Corruption, Middle East conflict, Vietnam War: Godard has always been political in his films. In “The Chinese Woman” he revealed himself as a Maoist, and “The Little Soldier” evokes the horrors of the war waged by the French army against the independence movement in Algeria. The film was initially banned in France.
With “Mary and Joseph”, a story about the Immaculate Conception, he provoked the Catholic Church. The film was condemned as blasphemous by the Vatican and indexed by some countries. And in “Deutschland Neu(n) Null” he made the reunification of Germany the subject.

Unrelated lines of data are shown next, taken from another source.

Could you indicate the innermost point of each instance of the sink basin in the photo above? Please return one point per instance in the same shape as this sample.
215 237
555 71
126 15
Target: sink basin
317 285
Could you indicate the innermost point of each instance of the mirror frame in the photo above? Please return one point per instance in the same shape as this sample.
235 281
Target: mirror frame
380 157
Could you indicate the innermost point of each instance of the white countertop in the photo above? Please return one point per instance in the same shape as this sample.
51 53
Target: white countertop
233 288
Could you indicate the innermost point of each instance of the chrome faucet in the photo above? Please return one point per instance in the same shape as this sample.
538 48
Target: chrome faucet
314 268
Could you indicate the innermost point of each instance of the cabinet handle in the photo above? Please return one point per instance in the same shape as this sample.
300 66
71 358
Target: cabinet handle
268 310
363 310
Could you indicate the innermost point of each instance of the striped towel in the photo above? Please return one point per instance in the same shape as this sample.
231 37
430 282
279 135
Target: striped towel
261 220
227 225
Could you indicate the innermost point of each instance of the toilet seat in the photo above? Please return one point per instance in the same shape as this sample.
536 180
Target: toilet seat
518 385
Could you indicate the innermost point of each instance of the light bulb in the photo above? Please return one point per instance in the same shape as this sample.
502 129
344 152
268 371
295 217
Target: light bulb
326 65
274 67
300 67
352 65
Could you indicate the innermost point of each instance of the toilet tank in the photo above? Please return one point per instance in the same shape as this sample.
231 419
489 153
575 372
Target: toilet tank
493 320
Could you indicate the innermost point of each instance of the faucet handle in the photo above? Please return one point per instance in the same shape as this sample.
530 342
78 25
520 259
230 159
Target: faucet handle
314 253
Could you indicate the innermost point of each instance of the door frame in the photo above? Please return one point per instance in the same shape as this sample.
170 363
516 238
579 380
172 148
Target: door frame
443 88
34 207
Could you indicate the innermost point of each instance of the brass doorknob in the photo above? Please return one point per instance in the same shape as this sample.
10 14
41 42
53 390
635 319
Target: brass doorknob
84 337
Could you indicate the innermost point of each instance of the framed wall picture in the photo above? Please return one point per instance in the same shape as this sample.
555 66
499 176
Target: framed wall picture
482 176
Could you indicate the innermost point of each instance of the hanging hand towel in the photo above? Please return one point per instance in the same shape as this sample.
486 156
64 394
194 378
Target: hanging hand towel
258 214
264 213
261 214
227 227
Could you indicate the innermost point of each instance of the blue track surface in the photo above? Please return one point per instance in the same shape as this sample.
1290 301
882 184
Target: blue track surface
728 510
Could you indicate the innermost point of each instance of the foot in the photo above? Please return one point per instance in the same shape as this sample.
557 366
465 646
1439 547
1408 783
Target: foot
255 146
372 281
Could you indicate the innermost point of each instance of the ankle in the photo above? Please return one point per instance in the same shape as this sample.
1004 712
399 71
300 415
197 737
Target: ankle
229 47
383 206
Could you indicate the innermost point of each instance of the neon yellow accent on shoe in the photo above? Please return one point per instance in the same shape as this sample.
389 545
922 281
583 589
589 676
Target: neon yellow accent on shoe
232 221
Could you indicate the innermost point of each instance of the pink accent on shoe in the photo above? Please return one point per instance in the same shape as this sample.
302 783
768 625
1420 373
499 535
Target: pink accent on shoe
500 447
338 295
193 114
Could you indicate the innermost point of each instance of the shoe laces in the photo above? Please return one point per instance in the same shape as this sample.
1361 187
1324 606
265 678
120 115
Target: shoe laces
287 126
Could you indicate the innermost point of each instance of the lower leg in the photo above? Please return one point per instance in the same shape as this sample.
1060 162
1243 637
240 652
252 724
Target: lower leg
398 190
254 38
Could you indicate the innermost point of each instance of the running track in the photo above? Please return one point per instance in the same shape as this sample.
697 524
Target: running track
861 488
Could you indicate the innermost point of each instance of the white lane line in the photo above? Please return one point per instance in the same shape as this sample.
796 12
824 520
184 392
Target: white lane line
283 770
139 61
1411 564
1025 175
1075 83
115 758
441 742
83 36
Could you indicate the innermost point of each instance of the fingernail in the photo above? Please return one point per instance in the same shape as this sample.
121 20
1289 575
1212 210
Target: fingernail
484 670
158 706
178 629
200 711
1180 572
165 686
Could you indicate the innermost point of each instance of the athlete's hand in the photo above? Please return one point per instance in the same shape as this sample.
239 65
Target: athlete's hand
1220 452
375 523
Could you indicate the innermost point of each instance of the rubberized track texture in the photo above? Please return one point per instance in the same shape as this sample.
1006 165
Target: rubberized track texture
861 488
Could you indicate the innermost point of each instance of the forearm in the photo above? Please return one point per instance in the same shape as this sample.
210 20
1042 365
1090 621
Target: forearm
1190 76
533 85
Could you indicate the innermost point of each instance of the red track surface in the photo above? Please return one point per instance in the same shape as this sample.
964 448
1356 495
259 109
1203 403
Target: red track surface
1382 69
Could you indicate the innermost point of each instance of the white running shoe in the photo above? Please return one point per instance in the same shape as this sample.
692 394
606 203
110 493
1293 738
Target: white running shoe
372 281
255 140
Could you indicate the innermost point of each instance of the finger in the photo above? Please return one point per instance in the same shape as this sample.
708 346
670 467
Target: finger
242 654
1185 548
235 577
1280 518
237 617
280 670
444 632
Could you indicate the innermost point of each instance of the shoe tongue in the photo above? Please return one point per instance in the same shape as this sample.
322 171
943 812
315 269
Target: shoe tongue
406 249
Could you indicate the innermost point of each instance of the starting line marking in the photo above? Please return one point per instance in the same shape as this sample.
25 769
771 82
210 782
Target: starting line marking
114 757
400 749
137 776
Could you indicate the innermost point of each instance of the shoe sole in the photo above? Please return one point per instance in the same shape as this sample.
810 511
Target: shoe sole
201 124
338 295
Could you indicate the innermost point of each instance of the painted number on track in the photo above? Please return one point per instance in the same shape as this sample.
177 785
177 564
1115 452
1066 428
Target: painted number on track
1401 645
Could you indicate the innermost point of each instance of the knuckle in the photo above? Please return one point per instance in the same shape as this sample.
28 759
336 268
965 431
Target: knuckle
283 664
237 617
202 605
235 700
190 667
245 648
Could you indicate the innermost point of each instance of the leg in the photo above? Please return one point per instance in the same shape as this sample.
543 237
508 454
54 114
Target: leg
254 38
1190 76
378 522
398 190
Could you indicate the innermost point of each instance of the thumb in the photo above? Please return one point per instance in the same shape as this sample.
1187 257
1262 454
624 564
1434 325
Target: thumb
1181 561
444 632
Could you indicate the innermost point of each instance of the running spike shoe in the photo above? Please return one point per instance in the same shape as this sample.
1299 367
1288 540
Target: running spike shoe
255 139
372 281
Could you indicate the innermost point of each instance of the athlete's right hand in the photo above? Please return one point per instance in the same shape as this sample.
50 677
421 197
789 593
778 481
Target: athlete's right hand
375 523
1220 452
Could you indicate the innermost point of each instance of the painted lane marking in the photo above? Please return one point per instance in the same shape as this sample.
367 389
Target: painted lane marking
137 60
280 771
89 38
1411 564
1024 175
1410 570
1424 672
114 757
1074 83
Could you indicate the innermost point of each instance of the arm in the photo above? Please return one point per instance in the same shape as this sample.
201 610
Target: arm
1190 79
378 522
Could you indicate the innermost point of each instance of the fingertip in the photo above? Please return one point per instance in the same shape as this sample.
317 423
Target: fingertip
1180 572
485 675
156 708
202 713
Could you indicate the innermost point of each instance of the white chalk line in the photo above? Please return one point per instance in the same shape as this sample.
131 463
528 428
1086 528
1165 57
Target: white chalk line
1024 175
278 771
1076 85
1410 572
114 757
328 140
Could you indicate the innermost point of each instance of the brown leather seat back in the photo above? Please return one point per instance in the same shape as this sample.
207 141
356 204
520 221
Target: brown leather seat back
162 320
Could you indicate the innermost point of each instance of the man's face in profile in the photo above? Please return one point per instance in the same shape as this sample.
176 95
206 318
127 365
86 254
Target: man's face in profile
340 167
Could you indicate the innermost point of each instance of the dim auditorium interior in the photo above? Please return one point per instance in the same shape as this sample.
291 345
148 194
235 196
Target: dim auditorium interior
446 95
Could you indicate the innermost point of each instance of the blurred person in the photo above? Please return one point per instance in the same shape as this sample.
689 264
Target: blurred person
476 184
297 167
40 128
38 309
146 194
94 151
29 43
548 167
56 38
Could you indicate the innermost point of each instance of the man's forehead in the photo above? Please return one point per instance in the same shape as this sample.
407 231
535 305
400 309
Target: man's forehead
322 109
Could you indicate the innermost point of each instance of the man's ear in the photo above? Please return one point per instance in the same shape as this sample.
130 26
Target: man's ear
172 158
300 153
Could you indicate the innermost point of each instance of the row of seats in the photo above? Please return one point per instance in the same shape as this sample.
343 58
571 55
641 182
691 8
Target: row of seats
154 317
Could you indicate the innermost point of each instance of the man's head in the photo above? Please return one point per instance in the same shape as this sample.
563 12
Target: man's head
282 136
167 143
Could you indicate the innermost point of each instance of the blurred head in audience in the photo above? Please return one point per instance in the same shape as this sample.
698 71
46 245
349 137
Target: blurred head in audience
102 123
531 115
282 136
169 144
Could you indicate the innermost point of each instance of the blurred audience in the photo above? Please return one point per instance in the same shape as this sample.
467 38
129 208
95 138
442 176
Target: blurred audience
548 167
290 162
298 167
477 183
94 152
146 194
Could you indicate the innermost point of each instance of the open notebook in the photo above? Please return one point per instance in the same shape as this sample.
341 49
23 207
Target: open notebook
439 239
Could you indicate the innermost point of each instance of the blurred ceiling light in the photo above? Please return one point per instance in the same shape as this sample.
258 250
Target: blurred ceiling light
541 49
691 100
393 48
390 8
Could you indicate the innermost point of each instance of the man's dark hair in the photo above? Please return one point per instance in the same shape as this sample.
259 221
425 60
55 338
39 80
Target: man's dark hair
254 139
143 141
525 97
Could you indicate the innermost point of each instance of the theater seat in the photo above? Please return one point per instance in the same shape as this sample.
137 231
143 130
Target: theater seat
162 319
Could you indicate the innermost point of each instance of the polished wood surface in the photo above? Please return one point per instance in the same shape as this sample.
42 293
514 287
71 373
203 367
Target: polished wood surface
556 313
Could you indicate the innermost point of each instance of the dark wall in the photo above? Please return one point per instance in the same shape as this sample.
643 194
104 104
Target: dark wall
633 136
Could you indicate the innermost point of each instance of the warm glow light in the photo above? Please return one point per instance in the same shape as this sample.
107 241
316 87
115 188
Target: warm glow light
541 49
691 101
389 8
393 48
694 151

Godard was born in Paris on December 3, 1930 to a Protestant middle-class family living in France and Switzerland. After attending school in Nyon in the Swiss canton of Vaud, he returned to Paris after his parents divorced, where he founded the critical film magazine “Cahiers du Cinéma” together with the “Nouvelle Vague” co-founders Truffaut, Rivette and Rohmer. From the early 1980s he lived in seclusion in Switzerland in Rolle on Lake Geneva.
Godard’s films are manifestations of an intellectual cinema, in which there is history and reflection on history, narrative and the questioning of narrative. And that includes the question of image and language and their relationship to one another. Godard rejected the idea that language and words are copies of reality. Few films were box office hits. But commercial cinema never interested Godard. For him, films like “Star Wars” or “Matrix” were just “too stupid and too ugly”.